It’s interesting when a European power worries the United States might go wobbly. Every now and again Venus and Mars change places. This flux is an opportunity for Europe and America to get their act together.

Take Syria. France is convinced Damascus wants peace with Israel. President Bashar al-Assad had a long meeting with Sarkozy last week. He told the French president he hoped current Turkish-mediated talks with Israel would lead to direct negotiations in the fall co-sponsored by the United States and France, with the two countries guaranteeing security.

It’s too early to say if this idea will fly, although French contacts with Israel and the White House suggest it might. What’s clear is that there’s a significant chance here for the United States and Europe, in concert, to make a difference. Nothing would isolate Iran as much as a Syrian-Israeli peace.

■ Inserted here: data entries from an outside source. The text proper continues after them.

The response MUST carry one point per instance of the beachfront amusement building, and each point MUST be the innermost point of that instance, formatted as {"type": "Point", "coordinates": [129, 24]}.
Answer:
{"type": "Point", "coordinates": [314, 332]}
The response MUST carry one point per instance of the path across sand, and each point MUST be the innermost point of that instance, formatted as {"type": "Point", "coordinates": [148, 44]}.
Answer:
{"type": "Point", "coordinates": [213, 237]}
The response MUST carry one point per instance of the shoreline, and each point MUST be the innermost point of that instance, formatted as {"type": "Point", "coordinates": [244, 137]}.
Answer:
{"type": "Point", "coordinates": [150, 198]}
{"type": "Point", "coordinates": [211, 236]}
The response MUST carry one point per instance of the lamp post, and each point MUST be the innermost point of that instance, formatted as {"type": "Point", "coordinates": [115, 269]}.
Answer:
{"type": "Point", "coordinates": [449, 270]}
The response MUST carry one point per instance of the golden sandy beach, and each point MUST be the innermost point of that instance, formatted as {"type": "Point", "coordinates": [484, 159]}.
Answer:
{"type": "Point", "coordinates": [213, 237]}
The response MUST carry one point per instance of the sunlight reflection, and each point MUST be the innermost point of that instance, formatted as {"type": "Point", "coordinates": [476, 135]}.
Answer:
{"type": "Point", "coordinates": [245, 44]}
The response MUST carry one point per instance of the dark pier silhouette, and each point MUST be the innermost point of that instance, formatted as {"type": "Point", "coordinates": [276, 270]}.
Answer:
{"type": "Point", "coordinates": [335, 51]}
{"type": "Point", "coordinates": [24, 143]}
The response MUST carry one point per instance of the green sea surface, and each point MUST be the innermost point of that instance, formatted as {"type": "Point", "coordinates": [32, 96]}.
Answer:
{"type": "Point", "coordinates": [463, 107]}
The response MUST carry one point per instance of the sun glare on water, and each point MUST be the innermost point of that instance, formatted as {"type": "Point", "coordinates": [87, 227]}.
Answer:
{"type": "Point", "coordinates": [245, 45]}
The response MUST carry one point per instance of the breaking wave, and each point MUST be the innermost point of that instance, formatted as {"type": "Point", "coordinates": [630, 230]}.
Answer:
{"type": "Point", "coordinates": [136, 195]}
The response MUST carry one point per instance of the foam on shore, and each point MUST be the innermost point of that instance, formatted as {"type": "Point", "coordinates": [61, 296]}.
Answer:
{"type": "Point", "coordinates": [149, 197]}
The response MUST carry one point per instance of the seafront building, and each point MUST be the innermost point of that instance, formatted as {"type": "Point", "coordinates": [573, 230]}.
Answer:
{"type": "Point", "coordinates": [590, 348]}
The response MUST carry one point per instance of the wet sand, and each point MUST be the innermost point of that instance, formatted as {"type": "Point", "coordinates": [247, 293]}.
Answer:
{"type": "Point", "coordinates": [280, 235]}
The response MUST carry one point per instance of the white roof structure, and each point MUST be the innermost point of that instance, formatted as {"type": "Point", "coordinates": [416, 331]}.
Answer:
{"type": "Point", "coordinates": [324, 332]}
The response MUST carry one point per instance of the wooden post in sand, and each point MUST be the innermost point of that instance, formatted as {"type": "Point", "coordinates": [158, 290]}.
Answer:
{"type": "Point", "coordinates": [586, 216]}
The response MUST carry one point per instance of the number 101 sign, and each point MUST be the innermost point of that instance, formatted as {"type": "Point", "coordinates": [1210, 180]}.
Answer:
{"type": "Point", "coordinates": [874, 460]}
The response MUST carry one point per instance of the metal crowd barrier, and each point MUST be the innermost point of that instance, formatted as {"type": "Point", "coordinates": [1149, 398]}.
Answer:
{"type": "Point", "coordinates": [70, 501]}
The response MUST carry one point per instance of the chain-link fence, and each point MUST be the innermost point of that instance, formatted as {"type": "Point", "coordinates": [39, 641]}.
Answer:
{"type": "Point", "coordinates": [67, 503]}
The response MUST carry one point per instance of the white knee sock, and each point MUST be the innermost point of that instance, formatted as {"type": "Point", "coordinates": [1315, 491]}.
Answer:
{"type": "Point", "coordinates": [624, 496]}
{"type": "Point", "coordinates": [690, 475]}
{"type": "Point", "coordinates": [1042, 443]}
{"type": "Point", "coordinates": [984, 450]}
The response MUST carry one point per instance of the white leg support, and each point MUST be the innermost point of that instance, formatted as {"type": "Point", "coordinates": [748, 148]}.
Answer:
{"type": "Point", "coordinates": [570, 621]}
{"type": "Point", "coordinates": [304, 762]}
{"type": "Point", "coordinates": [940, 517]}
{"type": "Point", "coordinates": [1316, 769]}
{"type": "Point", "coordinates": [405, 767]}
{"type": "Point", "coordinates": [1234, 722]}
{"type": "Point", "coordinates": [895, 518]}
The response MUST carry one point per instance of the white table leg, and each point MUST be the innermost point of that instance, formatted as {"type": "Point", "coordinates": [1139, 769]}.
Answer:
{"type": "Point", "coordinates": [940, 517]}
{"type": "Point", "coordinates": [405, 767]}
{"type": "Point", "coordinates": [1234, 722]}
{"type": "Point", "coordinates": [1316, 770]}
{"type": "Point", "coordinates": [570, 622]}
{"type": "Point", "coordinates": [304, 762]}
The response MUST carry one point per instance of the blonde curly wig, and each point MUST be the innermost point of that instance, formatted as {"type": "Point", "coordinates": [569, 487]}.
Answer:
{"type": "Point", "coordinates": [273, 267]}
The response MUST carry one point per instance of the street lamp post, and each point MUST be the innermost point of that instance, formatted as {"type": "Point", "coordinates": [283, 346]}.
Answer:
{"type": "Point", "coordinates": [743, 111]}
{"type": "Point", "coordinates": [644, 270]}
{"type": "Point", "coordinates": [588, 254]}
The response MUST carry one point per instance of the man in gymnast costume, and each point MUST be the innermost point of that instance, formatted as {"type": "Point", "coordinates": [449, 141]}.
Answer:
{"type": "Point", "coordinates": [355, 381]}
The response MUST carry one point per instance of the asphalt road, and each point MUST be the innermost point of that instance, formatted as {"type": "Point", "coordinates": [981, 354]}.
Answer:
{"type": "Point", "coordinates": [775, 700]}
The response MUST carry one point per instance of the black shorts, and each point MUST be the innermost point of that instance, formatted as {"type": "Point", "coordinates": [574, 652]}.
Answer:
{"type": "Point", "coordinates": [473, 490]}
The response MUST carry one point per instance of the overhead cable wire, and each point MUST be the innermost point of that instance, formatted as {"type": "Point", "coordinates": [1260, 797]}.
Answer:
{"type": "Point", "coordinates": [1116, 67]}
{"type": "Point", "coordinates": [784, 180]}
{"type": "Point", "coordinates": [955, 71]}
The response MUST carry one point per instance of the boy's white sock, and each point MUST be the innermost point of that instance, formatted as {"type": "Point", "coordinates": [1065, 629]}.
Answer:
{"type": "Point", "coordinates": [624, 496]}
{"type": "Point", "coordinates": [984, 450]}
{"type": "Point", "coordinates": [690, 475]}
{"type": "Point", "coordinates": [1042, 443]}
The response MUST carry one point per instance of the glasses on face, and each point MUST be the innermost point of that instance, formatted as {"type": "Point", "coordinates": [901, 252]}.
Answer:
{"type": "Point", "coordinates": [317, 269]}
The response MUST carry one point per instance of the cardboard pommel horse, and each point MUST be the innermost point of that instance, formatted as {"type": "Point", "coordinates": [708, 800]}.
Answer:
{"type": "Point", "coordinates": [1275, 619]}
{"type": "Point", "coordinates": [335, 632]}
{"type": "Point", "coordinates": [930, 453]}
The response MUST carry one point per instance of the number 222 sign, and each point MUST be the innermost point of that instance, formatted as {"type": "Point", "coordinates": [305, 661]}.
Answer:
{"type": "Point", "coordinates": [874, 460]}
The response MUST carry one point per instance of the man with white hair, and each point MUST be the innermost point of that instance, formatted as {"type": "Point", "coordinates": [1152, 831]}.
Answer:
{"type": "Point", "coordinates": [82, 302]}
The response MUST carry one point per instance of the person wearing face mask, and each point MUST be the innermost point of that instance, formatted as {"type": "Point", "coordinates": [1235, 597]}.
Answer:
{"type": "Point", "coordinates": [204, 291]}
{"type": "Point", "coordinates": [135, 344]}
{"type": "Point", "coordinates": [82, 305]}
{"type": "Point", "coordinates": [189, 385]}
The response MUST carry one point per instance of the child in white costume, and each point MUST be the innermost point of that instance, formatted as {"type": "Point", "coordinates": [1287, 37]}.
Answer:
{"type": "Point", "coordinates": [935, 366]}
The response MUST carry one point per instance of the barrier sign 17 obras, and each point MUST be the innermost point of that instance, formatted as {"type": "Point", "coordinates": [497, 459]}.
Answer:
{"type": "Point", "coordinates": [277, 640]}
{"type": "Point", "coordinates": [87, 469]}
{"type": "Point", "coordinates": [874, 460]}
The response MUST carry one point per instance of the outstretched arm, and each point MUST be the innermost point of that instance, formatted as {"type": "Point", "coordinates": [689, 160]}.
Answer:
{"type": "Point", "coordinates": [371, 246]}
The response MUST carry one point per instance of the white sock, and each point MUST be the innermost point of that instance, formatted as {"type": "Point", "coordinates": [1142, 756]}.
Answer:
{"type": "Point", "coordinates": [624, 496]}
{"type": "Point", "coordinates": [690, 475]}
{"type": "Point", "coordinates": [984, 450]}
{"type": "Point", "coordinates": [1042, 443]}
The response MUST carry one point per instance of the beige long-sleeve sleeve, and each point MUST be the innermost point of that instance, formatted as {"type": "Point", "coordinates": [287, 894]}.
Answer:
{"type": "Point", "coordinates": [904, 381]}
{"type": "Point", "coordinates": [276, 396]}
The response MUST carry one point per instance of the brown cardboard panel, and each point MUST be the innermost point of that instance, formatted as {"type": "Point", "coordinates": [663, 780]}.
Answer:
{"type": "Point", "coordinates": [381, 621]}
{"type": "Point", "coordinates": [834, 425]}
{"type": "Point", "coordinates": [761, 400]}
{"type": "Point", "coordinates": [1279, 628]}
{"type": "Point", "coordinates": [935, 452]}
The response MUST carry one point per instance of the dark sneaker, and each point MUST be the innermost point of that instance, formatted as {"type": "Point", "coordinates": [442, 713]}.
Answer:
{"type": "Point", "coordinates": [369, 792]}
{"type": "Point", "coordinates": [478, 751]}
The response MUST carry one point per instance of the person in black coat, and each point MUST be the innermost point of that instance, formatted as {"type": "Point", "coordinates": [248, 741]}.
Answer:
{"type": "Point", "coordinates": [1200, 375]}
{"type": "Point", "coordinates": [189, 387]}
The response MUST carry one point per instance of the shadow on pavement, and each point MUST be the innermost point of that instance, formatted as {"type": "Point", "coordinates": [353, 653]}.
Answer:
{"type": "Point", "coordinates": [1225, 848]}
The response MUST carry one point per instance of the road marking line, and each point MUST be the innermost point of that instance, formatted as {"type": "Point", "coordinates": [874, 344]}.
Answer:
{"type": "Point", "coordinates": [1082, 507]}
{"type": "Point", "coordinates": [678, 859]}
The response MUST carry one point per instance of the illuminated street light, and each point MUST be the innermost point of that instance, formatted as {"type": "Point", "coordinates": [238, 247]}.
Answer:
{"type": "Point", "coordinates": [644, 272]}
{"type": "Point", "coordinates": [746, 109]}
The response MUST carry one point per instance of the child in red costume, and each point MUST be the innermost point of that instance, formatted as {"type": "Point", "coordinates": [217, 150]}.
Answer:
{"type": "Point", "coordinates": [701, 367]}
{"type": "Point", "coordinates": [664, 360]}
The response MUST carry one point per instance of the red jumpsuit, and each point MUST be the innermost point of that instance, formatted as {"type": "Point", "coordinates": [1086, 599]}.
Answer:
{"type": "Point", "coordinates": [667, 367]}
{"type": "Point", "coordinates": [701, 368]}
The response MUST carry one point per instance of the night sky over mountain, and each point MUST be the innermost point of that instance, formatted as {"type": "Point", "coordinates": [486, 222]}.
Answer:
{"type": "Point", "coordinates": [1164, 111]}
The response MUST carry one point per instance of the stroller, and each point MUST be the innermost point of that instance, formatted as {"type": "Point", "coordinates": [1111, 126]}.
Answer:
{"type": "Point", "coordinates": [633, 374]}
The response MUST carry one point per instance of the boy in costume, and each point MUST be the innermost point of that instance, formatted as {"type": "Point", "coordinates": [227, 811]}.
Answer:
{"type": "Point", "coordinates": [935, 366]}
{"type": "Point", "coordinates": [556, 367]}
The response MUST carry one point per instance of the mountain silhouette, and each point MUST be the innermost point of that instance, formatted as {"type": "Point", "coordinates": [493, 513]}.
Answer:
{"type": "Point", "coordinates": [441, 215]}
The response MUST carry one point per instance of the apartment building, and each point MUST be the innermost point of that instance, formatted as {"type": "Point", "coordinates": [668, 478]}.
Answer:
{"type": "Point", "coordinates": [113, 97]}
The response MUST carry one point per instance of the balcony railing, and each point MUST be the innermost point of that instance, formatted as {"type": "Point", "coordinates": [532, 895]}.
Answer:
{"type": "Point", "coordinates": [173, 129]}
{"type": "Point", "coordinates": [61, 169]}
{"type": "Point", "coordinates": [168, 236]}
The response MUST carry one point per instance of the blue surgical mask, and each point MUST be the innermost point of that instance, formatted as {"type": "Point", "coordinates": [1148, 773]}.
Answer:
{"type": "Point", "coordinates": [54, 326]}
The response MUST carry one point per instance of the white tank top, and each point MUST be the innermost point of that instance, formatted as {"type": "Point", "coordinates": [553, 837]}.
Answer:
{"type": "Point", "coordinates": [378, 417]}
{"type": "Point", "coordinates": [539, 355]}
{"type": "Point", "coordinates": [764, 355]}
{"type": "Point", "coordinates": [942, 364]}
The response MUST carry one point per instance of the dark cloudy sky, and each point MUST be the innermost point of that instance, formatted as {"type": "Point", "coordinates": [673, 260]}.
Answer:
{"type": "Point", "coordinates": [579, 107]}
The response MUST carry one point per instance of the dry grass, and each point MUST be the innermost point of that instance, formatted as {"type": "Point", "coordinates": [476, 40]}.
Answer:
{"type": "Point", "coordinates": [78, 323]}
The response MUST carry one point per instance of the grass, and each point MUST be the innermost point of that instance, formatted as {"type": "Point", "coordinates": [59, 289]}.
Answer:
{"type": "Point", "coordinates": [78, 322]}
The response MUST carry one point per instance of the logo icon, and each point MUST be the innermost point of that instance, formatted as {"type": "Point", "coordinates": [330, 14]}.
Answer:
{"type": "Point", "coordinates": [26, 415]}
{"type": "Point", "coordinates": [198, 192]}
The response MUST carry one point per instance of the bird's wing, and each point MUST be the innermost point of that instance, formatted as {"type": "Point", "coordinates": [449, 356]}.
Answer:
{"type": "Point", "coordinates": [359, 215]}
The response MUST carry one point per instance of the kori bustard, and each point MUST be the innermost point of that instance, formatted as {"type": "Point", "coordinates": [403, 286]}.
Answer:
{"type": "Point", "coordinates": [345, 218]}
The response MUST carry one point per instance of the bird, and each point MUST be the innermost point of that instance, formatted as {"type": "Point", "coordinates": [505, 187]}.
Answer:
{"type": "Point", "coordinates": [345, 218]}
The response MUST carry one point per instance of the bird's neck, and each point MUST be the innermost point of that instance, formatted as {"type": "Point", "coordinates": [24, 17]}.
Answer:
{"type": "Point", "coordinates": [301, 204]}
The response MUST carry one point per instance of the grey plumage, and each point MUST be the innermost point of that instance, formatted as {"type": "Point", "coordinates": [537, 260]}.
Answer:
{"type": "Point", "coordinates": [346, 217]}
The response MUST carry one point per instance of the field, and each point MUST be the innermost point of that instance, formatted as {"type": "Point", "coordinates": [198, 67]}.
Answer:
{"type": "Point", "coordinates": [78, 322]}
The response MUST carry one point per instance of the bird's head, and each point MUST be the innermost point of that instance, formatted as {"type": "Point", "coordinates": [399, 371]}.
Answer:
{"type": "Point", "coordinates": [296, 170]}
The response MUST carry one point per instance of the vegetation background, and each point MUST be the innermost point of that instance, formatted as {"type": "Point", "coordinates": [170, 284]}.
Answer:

Much has changed since 2000. Too much thinking is still so 20th-century. Wealth and power are shifting from the West. But a basic truism holds: when the United States and Europe work at cross purposes, as in Iraq, disaster ensues. When they work together, as in the Balkans or more recently Kenya, good things happen.

No better illustration of this exists than a united Germany, which is why Obama has chosen to make a speech there Thursday. Again, European politics have intervened. The Social Democrats favor an appearance at the Brandenburg Gate, but Angela Merkel, the Christian Democrat Chancellor who has not met Obama, nixed so presidential a venue for a candidate.

Enter Germany history, as the Obama advance team has discovered. Some bright spark suggested the Victory Column in the Tiergarten as an alternative venue, but an older hand pointed out that one of the victories in question was Bismarck’s quashing of France — not ideal on the eve of the Paris visit.

Templehof airport was aired as a compromise, a suitable nod to the Allies’ 1948 airlift, but with the downside that it was designed by Albert Speer, Hitler’s architect. Aaah well, the past is ineffaceable.

That’s a good intellectual departure point for Obama. As Karl-Theodor zu Guttenberg, the Chrisitan Democrat foreign policy spokesman, said: “Obama mustn’t give the impression everything will change. He must build trust but not overload visions.”

Obama can galvanize this change moment. Capitalizing on shifts (Israel-Syria, Israel-Palestine, Iraq, Iran) will be the work of his presidency if he wins. On all these fronts, and Afghanistan, he needs Europe. So keep the mania in check. Location, location, location has been the Berlin issue. My advice to him is: sobriety, sobriety, sobriety.